WELL, cheers seems a wholly appropriate response!
I’m going back here to the subject of the tankards that Readhead’s shipyard here in Shields gave out to mark their centenary. But who got them, was the question?
Well, quite a few folk, apparently – and we could be surprised at how far they’ve travelled.
A couple of people got in touch directly with reader John Bage who, you may recall, had recently acquired one of the tankards.
One correspondent had been given his, as a child, from a neighbour who had worked as a shipwright at Readheads.
Another had started serving his time at the yard, actually in 1965.
“The tankards were issued to all employees with five years’ service and guys like myself, who had two years’ service, were given the Readheads 1865-1965 book,” he says.
“My grandfather, who worked at Readheads, received a tankard, which luckily I inherited when he died.”
Several readers also got in touch with me, like Sheila Catley, whose father, Bill Bolton, worked in the joiners’ shop from about 1954 until 1974. “I remember him receiving a tankard for the centenary which we still have,” she says.

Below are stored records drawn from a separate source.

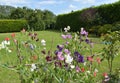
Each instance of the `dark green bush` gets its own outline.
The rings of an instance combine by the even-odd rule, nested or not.
[[[0,32],[19,32],[27,28],[26,20],[0,20]]]
[[[71,31],[78,31],[81,27],[90,31],[92,30],[91,27],[97,26],[96,28],[99,28],[102,26],[99,33],[97,33],[100,34],[109,30],[109,25],[107,24],[113,24],[118,21],[120,21],[120,1],[112,4],[86,8],[69,14],[58,15],[55,29],[60,30],[69,25],[71,26]],[[100,26],[98,27],[98,25]],[[116,25],[115,27],[119,27],[119,25]],[[119,30],[119,28],[115,27],[115,30]],[[104,28],[105,30],[103,30]],[[111,26],[110,28],[110,30],[113,29]]]

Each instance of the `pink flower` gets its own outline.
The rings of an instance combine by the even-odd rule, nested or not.
[[[9,41],[9,40],[10,40],[10,38],[6,37],[6,38],[5,38],[5,40],[6,40],[6,41]]]
[[[12,37],[15,37],[15,33],[12,33],[11,36],[12,36]]]
[[[80,72],[80,68],[76,66],[76,72]]]
[[[99,57],[96,58],[96,61],[98,62],[98,64],[101,63],[101,59]]]
[[[85,69],[82,67],[82,68],[81,68],[81,71],[82,71],[82,72],[84,72],[84,71],[85,71]]]
[[[66,38],[67,38],[66,35],[61,35],[61,36],[62,36],[63,39],[66,39]]]
[[[94,72],[94,77],[96,77],[96,75],[97,75],[97,72]]]
[[[91,56],[88,56],[87,60],[90,61],[90,62],[93,62],[93,58]]]
[[[61,60],[61,61],[64,60],[64,57],[63,57],[63,55],[62,55],[62,52],[58,52],[57,57],[58,57],[58,60]]]

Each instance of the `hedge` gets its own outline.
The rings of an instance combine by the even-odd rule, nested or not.
[[[90,30],[93,26],[103,26],[118,21],[120,21],[120,1],[58,15],[55,29],[60,30],[69,25],[71,31],[78,31],[81,27]]]
[[[26,20],[0,20],[0,32],[19,32],[27,28],[26,25]]]

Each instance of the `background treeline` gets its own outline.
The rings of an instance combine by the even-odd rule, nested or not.
[[[19,31],[19,29],[1,29],[5,26],[10,26],[5,23],[6,19],[23,21],[21,26],[30,26],[34,30],[55,29],[61,30],[66,26],[71,26],[71,31],[78,31],[84,27],[95,35],[107,33],[107,31],[120,30],[120,1],[112,4],[104,4],[97,7],[90,7],[79,11],[72,11],[69,14],[62,14],[56,16],[49,10],[31,9],[27,7],[11,7],[0,5],[0,32]],[[3,22],[2,22],[3,21]],[[25,22],[26,21],[26,22]],[[7,21],[8,22],[8,21]],[[10,23],[12,23],[11,21]],[[8,24],[8,25],[7,25]],[[5,25],[3,27],[3,25]],[[18,23],[16,24],[18,26]],[[19,25],[20,26],[20,25]],[[22,27],[22,28],[23,28]],[[13,27],[21,28],[21,27]]]
[[[108,30],[120,30],[120,1],[57,16],[55,29],[60,30],[68,25],[72,31],[84,27],[96,35]]]
[[[0,24],[5,23],[6,19],[7,19],[6,25],[8,24],[8,19],[9,19],[9,21],[12,20],[10,22],[13,22],[13,19],[14,19],[14,22],[15,22],[15,20],[16,21],[20,20],[20,21],[23,21],[23,23],[26,20],[27,24],[26,23],[24,24],[24,25],[26,25],[25,27],[27,27],[29,25],[30,29],[45,30],[45,29],[51,29],[54,27],[56,16],[49,10],[42,11],[40,9],[33,10],[33,9],[30,9],[27,7],[15,8],[12,6],[0,5],[0,20],[1,20]],[[17,22],[15,22],[15,23],[17,23]],[[17,24],[16,24],[16,26],[18,26]],[[8,24],[7,26],[10,26],[10,24]],[[0,30],[3,28],[4,27],[2,27],[2,25],[1,25]],[[17,27],[14,27],[14,28],[17,28]],[[21,28],[21,27],[18,27],[18,28]],[[6,30],[9,30],[9,29],[6,29]],[[11,29],[10,31],[12,31],[12,30],[16,31],[19,29]],[[3,31],[0,31],[0,32],[3,32]],[[9,31],[5,31],[5,32],[9,32]]]

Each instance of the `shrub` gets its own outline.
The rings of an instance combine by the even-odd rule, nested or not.
[[[0,32],[18,32],[26,25],[26,20],[0,20]]]

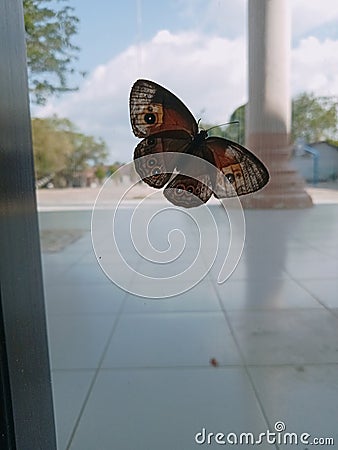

And Alan Jameson has one which was given to his father, Robert Jameson, engraved with his initials on one side.
“I can’t say when he was given it, but he was a plater in the yard,” says Alan. “He started at Readheads in 1919 and retired in 1970.”
Mike Wright also read the piece with interest.
“I have one of these in my possession, which I inherited from my father who was a naval architect with Readheads and then chief estimator until his death in 1968. I know of several of these items in the town and believe that large numbers were produced to pass on to customers and other contacts of the company. In fact, I believe there was a surplus because a colleague of my father’s had several boxed tankards in his cupboard at home!
“This allowed me to pass on a number of them to Antipodean friends who were studying at the marine college, therefore a number of these items will now be somewhere in Australia and New Zealand.”